Jax knew her name. He was wearing her scarf.
I open my eyes, and Micah is watching me. “Jax is dangerous, Charlotte. Volatile and violent and completely unpredictable, and he has been for a while. The cops have evidence he murdered that woman, something I’m guessing Paul at least figured when he took off after him. That’s where Paul is, isn’t it? He went to warn Jax the cops were coming for him.”
I look at Chet, standing stiff like a soldier on the other side of the island.
You can’t tell Micah, Paul said on his way out the door. Promise me you won’t say a word until I get back.
In the end, though, I didn’t make that promise, did I? I was angry about him leaving, angry he might not make it back in time for my doctor’s appointment tomorrow, moved to next week because of the snow. He said he had to go, that we’d talk about everything when he got back.

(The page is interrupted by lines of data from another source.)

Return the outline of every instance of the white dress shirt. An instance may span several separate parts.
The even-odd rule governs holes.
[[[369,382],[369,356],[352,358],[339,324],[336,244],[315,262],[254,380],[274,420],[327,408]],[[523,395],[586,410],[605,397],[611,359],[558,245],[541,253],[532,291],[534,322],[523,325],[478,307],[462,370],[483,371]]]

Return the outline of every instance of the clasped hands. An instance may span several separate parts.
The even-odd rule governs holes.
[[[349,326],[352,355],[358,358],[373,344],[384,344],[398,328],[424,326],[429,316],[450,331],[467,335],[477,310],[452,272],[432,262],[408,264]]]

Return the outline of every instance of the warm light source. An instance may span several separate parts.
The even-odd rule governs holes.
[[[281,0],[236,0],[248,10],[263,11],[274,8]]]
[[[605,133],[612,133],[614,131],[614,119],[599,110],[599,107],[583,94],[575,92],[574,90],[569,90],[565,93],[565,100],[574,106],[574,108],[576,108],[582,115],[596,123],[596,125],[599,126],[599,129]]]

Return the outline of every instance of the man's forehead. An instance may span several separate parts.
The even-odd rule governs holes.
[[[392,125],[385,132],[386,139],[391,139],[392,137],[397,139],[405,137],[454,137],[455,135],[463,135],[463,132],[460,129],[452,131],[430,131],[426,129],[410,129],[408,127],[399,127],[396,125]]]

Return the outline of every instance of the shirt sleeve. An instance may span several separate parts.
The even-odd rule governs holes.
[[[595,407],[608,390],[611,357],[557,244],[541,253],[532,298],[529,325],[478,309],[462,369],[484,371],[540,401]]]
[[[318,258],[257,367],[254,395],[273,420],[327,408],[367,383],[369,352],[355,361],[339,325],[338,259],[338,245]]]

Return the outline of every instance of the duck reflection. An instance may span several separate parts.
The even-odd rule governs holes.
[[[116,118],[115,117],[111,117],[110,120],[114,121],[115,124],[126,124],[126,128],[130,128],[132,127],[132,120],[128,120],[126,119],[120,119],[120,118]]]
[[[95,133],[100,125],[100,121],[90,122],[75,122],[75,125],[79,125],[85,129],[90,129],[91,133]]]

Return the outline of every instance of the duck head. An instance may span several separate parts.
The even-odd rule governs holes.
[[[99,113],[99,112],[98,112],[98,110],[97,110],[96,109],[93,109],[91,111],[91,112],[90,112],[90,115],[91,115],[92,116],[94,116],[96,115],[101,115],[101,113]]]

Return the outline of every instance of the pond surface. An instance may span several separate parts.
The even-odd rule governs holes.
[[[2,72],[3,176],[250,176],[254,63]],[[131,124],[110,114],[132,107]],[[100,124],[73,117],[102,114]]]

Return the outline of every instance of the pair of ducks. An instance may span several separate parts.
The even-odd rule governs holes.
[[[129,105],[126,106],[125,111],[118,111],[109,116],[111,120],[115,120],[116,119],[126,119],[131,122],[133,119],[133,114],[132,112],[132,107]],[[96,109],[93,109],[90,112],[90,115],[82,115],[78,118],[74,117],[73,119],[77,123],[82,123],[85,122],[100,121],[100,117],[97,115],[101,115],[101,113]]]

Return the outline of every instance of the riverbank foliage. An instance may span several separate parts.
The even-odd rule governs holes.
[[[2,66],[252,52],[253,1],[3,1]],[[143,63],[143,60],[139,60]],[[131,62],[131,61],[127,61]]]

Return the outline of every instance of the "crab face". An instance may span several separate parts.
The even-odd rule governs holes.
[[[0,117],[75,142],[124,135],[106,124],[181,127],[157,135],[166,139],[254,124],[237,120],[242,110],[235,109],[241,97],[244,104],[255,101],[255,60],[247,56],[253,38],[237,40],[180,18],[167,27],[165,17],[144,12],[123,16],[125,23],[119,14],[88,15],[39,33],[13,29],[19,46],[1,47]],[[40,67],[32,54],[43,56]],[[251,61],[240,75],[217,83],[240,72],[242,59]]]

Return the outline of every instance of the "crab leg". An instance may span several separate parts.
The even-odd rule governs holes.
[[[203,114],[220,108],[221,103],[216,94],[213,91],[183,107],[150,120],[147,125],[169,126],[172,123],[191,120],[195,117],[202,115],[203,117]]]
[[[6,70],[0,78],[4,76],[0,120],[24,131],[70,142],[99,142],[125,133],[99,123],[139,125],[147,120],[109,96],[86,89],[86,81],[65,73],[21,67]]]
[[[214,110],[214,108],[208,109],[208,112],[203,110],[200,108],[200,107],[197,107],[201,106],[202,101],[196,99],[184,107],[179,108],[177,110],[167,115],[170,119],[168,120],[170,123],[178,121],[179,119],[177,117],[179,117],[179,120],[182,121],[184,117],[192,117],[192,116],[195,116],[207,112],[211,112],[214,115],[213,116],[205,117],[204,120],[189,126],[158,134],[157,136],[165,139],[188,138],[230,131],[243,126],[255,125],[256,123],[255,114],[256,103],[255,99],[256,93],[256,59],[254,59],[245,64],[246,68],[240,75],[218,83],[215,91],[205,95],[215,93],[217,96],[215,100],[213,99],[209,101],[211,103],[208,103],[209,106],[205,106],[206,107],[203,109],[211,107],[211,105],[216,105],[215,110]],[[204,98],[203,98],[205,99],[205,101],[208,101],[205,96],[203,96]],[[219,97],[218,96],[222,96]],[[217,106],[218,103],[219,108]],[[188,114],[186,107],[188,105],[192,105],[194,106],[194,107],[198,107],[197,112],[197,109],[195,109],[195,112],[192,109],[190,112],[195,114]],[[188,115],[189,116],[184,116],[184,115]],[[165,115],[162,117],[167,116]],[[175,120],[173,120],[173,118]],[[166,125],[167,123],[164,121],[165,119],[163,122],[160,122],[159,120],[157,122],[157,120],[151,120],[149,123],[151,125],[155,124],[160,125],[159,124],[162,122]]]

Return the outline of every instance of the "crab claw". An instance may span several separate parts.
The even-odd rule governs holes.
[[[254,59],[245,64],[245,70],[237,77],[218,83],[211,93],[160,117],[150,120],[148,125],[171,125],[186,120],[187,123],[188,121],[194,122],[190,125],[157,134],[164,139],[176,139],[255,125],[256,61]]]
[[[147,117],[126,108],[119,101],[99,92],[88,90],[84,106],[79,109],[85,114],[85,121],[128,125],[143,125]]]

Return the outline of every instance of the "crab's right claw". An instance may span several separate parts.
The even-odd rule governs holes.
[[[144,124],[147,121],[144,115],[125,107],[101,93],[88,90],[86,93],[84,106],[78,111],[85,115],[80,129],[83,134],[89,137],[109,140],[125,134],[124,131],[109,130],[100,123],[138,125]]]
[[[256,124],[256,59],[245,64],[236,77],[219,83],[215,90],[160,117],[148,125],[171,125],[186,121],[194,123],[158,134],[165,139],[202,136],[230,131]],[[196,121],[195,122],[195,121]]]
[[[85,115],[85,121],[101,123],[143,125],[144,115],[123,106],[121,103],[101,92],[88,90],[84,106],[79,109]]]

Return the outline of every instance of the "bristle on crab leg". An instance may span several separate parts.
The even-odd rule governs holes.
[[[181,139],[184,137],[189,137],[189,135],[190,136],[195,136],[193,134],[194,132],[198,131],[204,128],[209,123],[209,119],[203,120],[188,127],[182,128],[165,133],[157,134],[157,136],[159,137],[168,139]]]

But when will that be? Paul has been gone for far too long already. What if he’s hurt? What if Jax hurt him?
“There are cops from five counties crawling all over Balsam Bluff, looking for a man who’s considered armed and dangerous.”
There’s so much to latch on to here, but one word is ringing in my ears: armed. Jax owns a gun, which shouldn’t surprise me. This is North Carolina. Everybody owns a gun. But Paul is unarmed and Batty Jax has a gun.
Micah turns the bottle in a hand, scratching absently at the lettering with a thumbnail. “If Paul is there, if the cops see him and think he’s Jax, there’s no telling what will happen.”
Paul’s words echo through my head, just as surprising as when I heard them the first time.
Promise me you won’t tell Micah.
I grab on to Micah’s sleeve, the words tumbling out of me. “You have to find him, Micah. He left with his backpack and three days’ worth of supplies, but he should have been back by now. He—”
“I knew it.” Micah slams the beer bottle to the marble so hard foam shoots out the top. “I knew that idiot would be halfway to Balsam Bluff by the time I came up the hill. You’d think he’d learn, after looking down the end of Jax’s barrel as many times as he has, but Paul has always been such a goddamn martyr. One of these days this bleeding heart of his is going to get him killed.”
Just then, from the depths of the house, a door bangs open. Chet tilts his head, listening for the source of the noise, but I already know. I race to the railing and lean over the stairs to the lower level, right as the alarm pad chimes. A computerized voice fills the air: basement door open. It’s the only way in without a key, but only if you know the code.
There’s movement just out of sight in the downstairs hallway, the thump of something hitting the ground. And then, finally, a familiar slope of shoulder, a patch of filthy brown hair.
“Paul!”
20
June 12, 1999
9:53 p.m.
They decided pretty quickly that Micah, with his eighteen years and stuntman swagger, would be the best bet to win over any liquor store cashier, especially if they could manage to find one who was female. The first three, flashy package stores that catered to the tourists on the outskirts of town, were staffed by men who knew too damn well who Micah was, and what his dad would do to their permits if he found out they’d sold his underage son alcohol. At each one, he came out empty-handed.
In a fit of frustration, they drove all the way to Sylva, to a seedy shack run by locals who knocked back as much as they sold. They watched through the window as Micah flirted with the cashier, a permed blonde in jeans too tight, her smile too big, too desperate. But Micah leaned on her counter and turned up the charm, reemerging moments later with two bottles wrapped in brown paper bags, one clutched in each fist. He held them high above his head, like trophies.